NetApp
ONTAP NFS Export Policy Rules Explained With CLI and REST API
Export Policy Basics
ONTAP NFS access is controlled by export policies and export rules. The policy is attached to a volume or qtree, and the rules define client matching, protocol, read-only access, read-write access, superuser handling, and anonymous user mapping.
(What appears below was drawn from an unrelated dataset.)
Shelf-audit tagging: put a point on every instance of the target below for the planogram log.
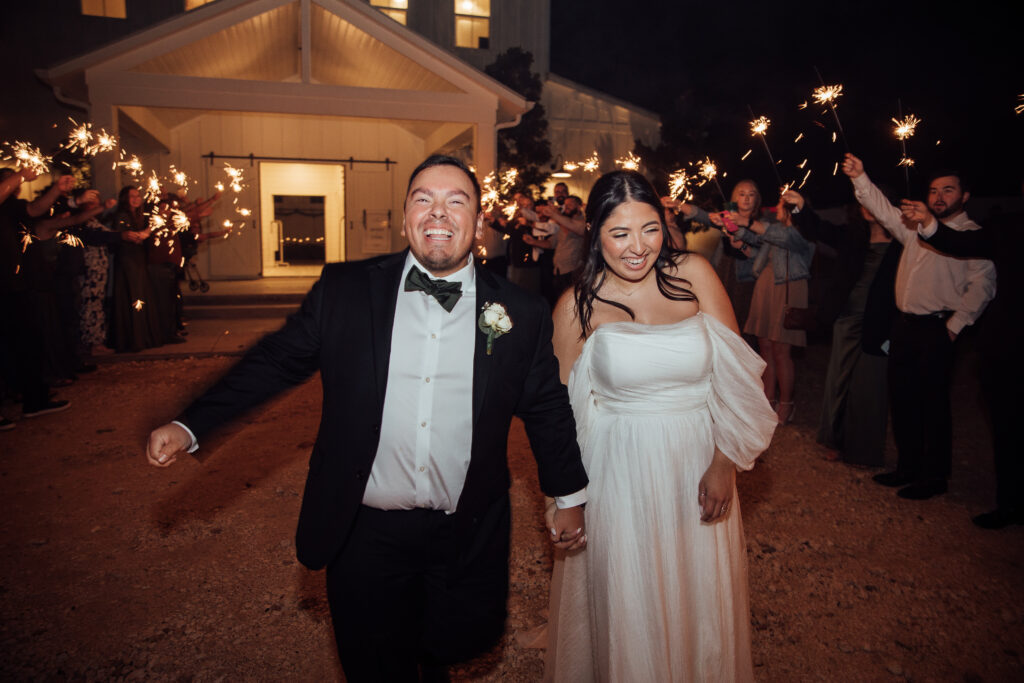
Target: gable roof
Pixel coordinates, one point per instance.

NetApp documents export rule management commands such as vserver export-policy rule create, show, modify, and delete: ONTAP commands for managing export rules.
Lab Example
This lab-style rule allows NFS clients from 192.168.200.0/24 to access an NFS volume using AUTH_SYS:
clientmatch: 192.168.200.0/24
protocol: nfs
rorule: sys
rwrule: sys
superuser: sys
anon: 65534
This is useful in a controlled lab. In production, scope clientmatch as narrowly as possible and avoid broad network ranges unless the operational model requires them.
CLI Process
Show the policy attached to a volume:
volume show -vserver svm_nfs01 -volume nfs_lab_vol01 -fields policy,junction-path
Show rules:
vserver export-policy rule show -vserver svm_nfs01 -policyname default
Create a dedicated policy:
vserver export-policy create \
-vserver svm_nfs01 \
-policyname nfs_lab_policy
Add a rule:
vserver export-policy rule create \
-vserver svm_nfs01 \
-policyname nfs_lab_policy \
-ruleindex 1 \
-protocol nfs \
-clientmatch 192.168.200.0/24 \
-rorule sys \
-rwrule sys \
-superuser sys \
-anon 65534
Attach the policy to the volume:
volume modify -vserver svm_nfs01 -volume nfs_lab_vol01 -policy nfs_lab_policy
Validate from ONTAP:
vserver export-policy check-access \
-vserver svm_nfs01 \
-client-ip 192.168.200.50 \
-volume nfs_lab_vol01 \
-authentication-method sys \
-protocol nfs3 \
-access-type read-write
REST API Process
Discover export policies:
curl -k -u admin:'<password>' \
"https://cluster.example.com/api/protocols/nfs/export-policies?svm.name=svm_nfs01&fields=uuid,name,rules"
Create a policy:
curl -k -u admin:'<password>' \
-X POST \
"https://cluster.example.com/api/protocols/nfs/export-policies" \
-H "Content-Type: application/json" \
-d '{ "svm": { "name": "svm_nfs01" }, "name": "nfs_lab_policy" }'
Create a rule:
curl -k -u admin:'<password>' \
-X POST \
"https://cluster.example.com/api/protocols/nfs/export-policies/<policy_uuid>/rules" \
-H "Content-Type: application/json" \
-d '{
"clients": [{ "match": "192.168.200.0/24" }],
"protocols": ["nfs"],
"ro_rule": ["sys"],
"rw_rule": ["sys"],
"superuser": ["sys"],
"anonymous_user": "65534"
}'
Attach the policy to the volume:
curl -k -u admin:'<password>' \
-X PATCH \
"https://cluster.example.com/api/storage/volumes/<volume_uuid>" \
-H "Content-Type: application/json" \
-d '{ "nas": { "export_policy": { "name": "nfs_lab_policy" } } }'
Best Practices
- Use dedicated policies for application volumes instead of overloading
default. - Put the most specific rules first.
- Avoid
anyunless the security requirement is explicit. - Validate access with
vserver export-policy check-accessbefore asking the client team to mount. - Keep old policy output in the change record before modifying rules.